Pourquoi les jeunes sont contraints de renoncer à l’achat immobilier


Les primo-accédants, qui effectuent leur premier achat immobilier, ont de plus en plus de difficulté à devenir propriétaires, selon une étude du courtier immobilier Cafpi. La faute à la restriction des conditions de crédit immobilier et des aides à l'accession à la propriété.  

Les primo-accédants ont de plus en plus de mal à devenir propriétaires

L’accès à la propriété se complique pour les jeunes acheteurs. Malgré un marché immobilier dynamique en 2015 porté par des taux de crédit historiquement bas, l’achat d’un premier logement demeure au stade de l’utopie pour certains. Selon une étude du courtier en crédit immobilier Cafpi dévoilée le 30 juin 2015, la part des primo-accédants a chuté de 55 à 35% entre 2010 et 2014.
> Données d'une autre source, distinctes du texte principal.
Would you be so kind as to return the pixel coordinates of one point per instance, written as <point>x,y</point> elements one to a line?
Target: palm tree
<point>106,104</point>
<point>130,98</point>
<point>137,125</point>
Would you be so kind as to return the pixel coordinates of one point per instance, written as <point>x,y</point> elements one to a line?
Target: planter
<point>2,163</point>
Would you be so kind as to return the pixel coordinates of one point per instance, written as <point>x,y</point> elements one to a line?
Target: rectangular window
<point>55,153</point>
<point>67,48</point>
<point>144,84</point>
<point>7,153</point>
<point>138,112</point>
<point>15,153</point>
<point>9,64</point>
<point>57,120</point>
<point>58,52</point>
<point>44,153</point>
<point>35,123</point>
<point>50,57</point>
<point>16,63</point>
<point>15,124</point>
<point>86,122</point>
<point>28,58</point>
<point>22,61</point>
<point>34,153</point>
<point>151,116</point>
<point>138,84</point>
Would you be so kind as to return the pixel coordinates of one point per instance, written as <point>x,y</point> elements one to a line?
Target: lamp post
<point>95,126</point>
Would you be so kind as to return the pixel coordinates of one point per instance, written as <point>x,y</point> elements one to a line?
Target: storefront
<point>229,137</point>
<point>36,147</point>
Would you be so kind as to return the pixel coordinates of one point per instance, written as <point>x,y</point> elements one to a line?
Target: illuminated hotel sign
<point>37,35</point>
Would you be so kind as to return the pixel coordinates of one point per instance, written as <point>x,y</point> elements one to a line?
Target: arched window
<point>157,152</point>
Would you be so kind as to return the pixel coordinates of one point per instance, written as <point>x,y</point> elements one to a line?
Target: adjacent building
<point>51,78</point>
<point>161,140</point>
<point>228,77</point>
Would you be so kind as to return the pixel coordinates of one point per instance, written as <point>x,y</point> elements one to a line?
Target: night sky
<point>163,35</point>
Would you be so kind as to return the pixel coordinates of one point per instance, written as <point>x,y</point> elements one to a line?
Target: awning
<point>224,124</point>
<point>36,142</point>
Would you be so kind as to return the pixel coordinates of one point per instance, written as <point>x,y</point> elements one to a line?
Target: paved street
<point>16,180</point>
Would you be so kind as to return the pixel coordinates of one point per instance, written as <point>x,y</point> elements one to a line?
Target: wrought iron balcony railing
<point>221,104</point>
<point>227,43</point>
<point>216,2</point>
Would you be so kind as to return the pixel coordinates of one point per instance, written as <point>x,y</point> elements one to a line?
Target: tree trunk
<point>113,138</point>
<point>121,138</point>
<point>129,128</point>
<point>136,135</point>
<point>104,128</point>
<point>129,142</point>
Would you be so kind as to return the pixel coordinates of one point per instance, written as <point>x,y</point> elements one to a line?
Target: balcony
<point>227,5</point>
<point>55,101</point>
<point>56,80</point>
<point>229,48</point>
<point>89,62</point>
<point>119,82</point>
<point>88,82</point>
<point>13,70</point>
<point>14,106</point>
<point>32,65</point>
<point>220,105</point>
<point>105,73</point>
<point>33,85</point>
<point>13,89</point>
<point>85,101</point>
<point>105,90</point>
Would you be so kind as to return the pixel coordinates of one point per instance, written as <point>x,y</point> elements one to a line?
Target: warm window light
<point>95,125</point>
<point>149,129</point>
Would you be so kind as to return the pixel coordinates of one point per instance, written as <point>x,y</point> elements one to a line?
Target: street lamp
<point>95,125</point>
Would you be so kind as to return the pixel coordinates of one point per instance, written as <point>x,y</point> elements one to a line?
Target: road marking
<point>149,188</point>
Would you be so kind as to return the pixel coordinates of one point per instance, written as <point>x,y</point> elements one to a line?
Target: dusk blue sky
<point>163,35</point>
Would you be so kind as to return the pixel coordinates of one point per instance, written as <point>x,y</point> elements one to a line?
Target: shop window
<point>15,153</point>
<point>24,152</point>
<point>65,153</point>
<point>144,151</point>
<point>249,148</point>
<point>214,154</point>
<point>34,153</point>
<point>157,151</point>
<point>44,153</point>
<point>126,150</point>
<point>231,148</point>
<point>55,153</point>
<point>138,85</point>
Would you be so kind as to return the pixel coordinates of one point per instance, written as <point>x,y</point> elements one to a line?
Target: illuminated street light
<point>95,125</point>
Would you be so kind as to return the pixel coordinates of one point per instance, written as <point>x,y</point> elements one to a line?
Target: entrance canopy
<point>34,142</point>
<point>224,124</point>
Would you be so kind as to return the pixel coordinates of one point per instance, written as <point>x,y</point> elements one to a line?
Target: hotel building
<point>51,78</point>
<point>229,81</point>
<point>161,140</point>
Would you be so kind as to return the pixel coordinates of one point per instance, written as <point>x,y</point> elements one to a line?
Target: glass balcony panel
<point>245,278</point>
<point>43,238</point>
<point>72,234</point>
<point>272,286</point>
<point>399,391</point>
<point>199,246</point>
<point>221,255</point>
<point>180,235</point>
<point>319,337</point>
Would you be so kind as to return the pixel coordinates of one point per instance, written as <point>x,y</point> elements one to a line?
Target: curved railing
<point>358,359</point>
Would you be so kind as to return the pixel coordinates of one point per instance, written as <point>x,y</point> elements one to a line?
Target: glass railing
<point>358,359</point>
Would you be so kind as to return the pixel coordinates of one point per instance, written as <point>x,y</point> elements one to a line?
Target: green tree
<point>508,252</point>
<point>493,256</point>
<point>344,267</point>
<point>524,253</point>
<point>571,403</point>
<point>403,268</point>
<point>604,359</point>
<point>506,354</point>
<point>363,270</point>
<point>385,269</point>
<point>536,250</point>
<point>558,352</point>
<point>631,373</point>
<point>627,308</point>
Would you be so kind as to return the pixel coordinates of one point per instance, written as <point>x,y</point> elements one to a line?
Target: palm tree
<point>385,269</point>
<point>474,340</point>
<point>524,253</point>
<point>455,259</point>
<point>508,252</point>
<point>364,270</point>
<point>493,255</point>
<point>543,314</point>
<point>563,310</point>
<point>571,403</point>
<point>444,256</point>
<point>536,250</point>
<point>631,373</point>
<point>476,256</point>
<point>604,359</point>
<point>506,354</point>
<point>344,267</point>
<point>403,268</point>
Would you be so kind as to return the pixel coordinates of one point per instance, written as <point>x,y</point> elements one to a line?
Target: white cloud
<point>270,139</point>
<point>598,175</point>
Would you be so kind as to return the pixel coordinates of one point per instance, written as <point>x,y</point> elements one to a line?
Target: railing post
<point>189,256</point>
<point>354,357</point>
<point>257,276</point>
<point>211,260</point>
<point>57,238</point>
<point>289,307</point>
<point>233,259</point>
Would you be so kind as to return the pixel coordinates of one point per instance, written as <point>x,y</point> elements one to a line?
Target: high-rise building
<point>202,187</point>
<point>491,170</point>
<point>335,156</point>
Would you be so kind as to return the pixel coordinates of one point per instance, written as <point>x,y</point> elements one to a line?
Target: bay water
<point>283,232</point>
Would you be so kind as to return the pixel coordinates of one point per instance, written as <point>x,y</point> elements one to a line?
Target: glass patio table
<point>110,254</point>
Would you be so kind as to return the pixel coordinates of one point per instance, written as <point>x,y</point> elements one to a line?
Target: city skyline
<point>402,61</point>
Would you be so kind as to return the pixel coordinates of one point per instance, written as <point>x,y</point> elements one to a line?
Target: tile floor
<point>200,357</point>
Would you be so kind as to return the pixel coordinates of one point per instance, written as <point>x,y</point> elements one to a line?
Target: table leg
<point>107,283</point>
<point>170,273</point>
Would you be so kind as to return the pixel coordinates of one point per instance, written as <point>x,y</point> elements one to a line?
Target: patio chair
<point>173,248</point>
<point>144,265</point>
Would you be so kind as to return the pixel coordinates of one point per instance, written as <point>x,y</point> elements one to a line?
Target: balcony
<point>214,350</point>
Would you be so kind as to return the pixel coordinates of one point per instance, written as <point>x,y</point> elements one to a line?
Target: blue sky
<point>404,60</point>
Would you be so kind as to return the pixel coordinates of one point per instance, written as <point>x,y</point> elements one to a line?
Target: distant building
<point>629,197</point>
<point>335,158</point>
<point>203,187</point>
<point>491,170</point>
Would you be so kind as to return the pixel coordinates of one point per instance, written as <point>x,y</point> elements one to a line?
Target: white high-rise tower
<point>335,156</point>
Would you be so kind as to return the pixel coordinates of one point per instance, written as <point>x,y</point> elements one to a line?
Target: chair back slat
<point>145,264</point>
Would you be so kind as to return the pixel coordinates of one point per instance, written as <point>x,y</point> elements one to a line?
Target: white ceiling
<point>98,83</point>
Un projet immobilier revu à la baisse

Même si ce chiffre reste à nuancer si l’on se réfère à l’année en cours, il n’empêche que les jeunes acheteurs peinent de plus en plus à se faire une place parmi les propriétaires. Pour preuve, un primo-accédant ne devient propriétaire pour la première fois qu’à 34 ans en 2014 au lieu de 32 ans en 2007. Le montant de l’apport a également progressé (+10.000 euros en 7 ans), de même que le revenu annuel moyen (de 35.159 à 41.901 euros), la faute à des critères d’octroi plus resserrés de la part des banques. Ce que confirme le directeur général adjoint de Cafpi, Philippe Taboret : « Cela ne signifie pas que leurs revenus sont plus élevés aujourd’hui, globalement, les salaires sont stables. Il faut seulement gagner plus pour acheter un logement aujourd’hui.» L’emprunt est également plus élevé, en moyenne de 168.400 euros sur 20 ans pour un logement de 69 mètres carrés (m²). Logiquement, « le rêve de propriété est un rêve dont la surface rétrécit (85 m² en 2007, Ndlr) », constate Philippe Taboret. Les maisons trouvent davantage preneur (60%) que les appartements (40%), « sûrement parce qu’il existe encore des aides à la construction d’une maison individuelle », note le spécialiste.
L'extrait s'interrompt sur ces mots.